I always wondered why television isn’t as good as it could be. Where were the quality programs I longed for: World Monkey Federation, Bikini Food Fight Trauma Center, Mama Mia! — the Matt LeBlanc Friends spin-off where he moves in with his Brooklyn cop father, Tony Danza?
Then I heard rumors of a TV wonderland where hundreds of shows as good as mine are shopped to TV executives. Each January, the National Association of Television Program Executives (NATPE) convention draws the unheralded geniuses of the syndication industry. More than 100 people flew to New Orleans just to enter NATPE’s Pitch Me! contest, where they were given 60 seconds to sell their TV idea to a panel of judges, who could gong them off the stage. This occurred in front of an audience, hosted — in order to make this even more humiliating — by the guy who does the syndicated version of Weakest Link. The three winners would be flown to L.A. to pitch their ideas in front of real network execs. I assume this was all taped for a reality show.
I had already met many of the contestants, since some had purchased booths on the convention floor, which had been pretty much abandoned by the big companies.
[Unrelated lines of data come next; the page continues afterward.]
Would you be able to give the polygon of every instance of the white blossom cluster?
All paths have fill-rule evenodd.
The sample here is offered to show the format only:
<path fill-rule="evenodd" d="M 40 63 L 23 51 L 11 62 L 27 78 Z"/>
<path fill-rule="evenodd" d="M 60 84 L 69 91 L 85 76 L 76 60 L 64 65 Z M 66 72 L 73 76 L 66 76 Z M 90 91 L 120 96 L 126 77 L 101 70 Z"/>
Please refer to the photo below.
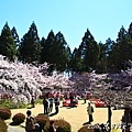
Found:
<path fill-rule="evenodd" d="M 62 74 L 47 76 L 47 68 L 46 63 L 36 67 L 18 61 L 9 62 L 0 55 L 0 97 L 8 95 L 14 101 L 28 103 L 32 96 L 38 98 L 44 88 L 67 88 L 73 85 L 68 77 Z"/>

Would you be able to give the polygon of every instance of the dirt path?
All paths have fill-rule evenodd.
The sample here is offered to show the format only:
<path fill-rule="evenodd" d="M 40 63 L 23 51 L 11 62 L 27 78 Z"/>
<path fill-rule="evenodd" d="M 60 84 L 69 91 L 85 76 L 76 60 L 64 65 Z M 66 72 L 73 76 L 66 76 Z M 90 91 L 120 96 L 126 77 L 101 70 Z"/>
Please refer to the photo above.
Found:
<path fill-rule="evenodd" d="M 88 121 L 88 116 L 87 116 L 87 103 L 84 105 L 84 101 L 80 100 L 79 105 L 77 108 L 64 108 L 62 107 L 61 103 L 61 108 L 59 108 L 59 113 L 53 117 L 50 117 L 50 119 L 64 119 L 66 121 L 68 121 L 72 125 L 72 132 L 77 132 L 84 123 L 86 123 Z M 22 112 L 24 114 L 26 114 L 26 110 L 28 109 L 14 109 L 11 110 L 12 111 L 12 117 L 15 113 Z M 43 113 L 43 105 L 36 105 L 35 108 L 31 109 L 33 116 L 37 116 L 38 113 Z M 53 112 L 55 110 L 53 109 Z M 94 122 L 95 123 L 106 123 L 107 122 L 107 114 L 108 113 L 108 109 L 107 108 L 95 108 L 95 112 L 94 112 Z M 119 124 L 121 121 L 121 117 L 123 116 L 123 110 L 112 110 L 112 124 Z M 8 123 L 11 122 L 11 120 L 7 121 Z M 22 123 L 21 127 L 11 127 L 11 129 L 19 129 L 19 132 L 24 132 L 24 129 L 22 127 L 24 127 L 25 124 Z M 9 129 L 9 132 L 14 132 L 11 131 L 11 129 Z M 15 131 L 18 132 L 18 131 Z"/>

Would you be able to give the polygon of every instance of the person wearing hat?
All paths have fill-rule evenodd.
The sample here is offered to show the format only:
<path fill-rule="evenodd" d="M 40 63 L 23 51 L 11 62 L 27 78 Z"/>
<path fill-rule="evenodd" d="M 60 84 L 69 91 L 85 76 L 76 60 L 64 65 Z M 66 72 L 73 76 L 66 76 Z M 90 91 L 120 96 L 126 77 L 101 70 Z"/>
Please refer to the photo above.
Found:
<path fill-rule="evenodd" d="M 94 121 L 94 118 L 92 118 L 94 107 L 90 105 L 90 102 L 88 102 L 87 112 L 89 118 L 88 123 L 91 123 Z"/>

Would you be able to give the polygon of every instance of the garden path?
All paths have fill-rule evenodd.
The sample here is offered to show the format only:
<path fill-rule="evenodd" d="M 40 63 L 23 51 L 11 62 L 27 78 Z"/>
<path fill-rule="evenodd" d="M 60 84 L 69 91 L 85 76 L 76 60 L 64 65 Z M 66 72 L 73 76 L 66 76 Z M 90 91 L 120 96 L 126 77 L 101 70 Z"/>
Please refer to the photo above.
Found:
<path fill-rule="evenodd" d="M 86 109 L 87 109 L 87 103 L 84 103 L 84 100 L 79 100 L 77 108 L 62 107 L 62 103 L 61 103 L 59 113 L 53 117 L 50 117 L 50 119 L 64 119 L 70 123 L 72 132 L 77 132 L 82 127 L 82 124 L 88 121 Z M 26 114 L 26 110 L 28 109 L 13 109 L 11 110 L 12 117 L 19 112 Z M 31 111 L 34 117 L 37 116 L 38 113 L 43 113 L 43 105 L 36 105 L 35 108 L 31 109 Z M 53 109 L 53 112 L 55 110 Z M 107 108 L 95 108 L 92 124 L 106 123 L 107 117 L 108 117 L 107 113 L 108 113 Z M 112 125 L 119 124 L 122 116 L 123 116 L 123 110 L 112 110 Z M 7 120 L 8 124 L 10 122 L 11 122 L 11 119 Z M 9 125 L 8 132 L 24 132 L 24 125 L 25 125 L 25 122 L 22 123 L 20 127 Z"/>

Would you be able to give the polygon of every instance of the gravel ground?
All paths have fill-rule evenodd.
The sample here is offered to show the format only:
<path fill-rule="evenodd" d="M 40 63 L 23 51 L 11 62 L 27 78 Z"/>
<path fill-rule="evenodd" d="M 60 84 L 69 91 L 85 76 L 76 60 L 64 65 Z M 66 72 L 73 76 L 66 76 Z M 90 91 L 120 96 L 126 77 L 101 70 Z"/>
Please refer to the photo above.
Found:
<path fill-rule="evenodd" d="M 70 123 L 72 132 L 77 132 L 82 127 L 82 124 L 88 121 L 87 106 L 88 106 L 87 103 L 84 103 L 84 100 L 79 100 L 77 108 L 62 107 L 62 103 L 61 103 L 59 113 L 55 114 L 53 117 L 50 117 L 50 119 L 64 119 Z M 43 109 L 43 105 L 37 105 L 37 106 L 35 106 L 35 108 L 30 109 L 30 110 L 32 111 L 33 116 L 35 117 L 38 113 L 43 113 L 44 109 Z M 12 117 L 19 112 L 22 112 L 26 116 L 26 111 L 28 111 L 28 109 L 11 110 Z M 53 109 L 53 112 L 55 112 L 54 109 Z M 112 110 L 112 125 L 120 124 L 122 116 L 123 116 L 123 110 Z M 107 119 L 108 119 L 108 108 L 95 108 L 92 124 L 106 123 Z M 11 119 L 7 121 L 8 124 L 10 122 L 11 122 Z M 21 127 L 9 125 L 8 132 L 25 132 L 24 125 L 25 125 L 25 122 L 22 123 Z"/>

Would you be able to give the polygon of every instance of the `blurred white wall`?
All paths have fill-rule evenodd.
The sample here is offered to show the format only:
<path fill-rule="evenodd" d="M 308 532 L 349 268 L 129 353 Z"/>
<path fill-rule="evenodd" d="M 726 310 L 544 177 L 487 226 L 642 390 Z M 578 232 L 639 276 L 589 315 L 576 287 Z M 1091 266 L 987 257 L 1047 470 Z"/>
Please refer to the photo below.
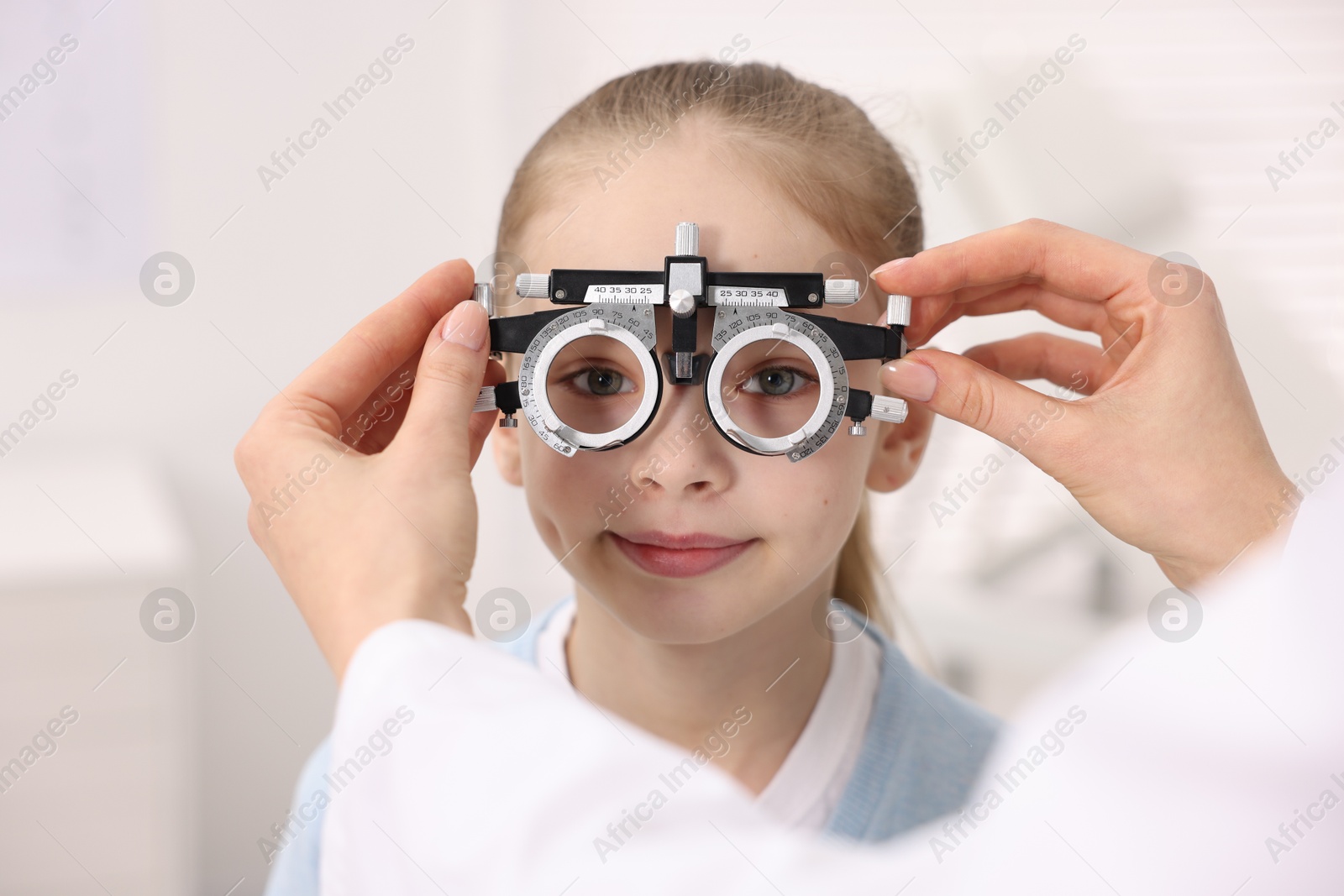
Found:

The first booth I saw was for Barely Cooking, a show that I was told would start appearing on Canada’s Sextv network Feb. 16. Barely Cooking mainly consisted of two scantily clad women and two scantily clad men cooking, which seemed as brilliant as it was dangerous.
My excitement waned, however, when I saw a booth 20 feet away where Kate Gibbs and Unsil O were pitching a show called Hot in the Kitchen, in which two women clad themselves scantily and cook. Kate said she wasn’t intimidated by the Barely Cooking people because ”we’re less naked cooking and more about relationships,” but she did keep talking about how large the breasts were on one of the Barely Cooking hosts.
I befriended the Hot in the Kitchen women, not only because of their plucky go-getterness, but because they could cook, which was more than magician Franz Harary had going for him. Harary, however, did give me a lot of unrequested relationship advice, the wisest of which involved not sleeping with your assistants, since they can give your magic secrets to the competition. I told him I’d been there in my own way and we high-fived.
I got some more advice from Dr. Seduction, a 50-year-old Italian relationship expert wearing a blazer decorated with four opened condoms pinned to it. The doctor just opened a disco/Internet cafe/conference center/Italian restaurant/Chinese restaurant inside a 122-yard condom near Naples. He told me he’s slept with more than 230 women. ”It’s not much,” he said. ”I started when I was 16. It’s just seven relationships a year.” Seven a year is pretty impressive when you’re wearing a jacket with condoms on it.
I also met Denise Brown, sister of Nicole Brown Simpson, and the host of Predators, a show about stalkers and their victims. I told Denise I was going to San Diego that weekend, where she lives, and she gave me her number. I think Denise needs to pay more attention to her own show.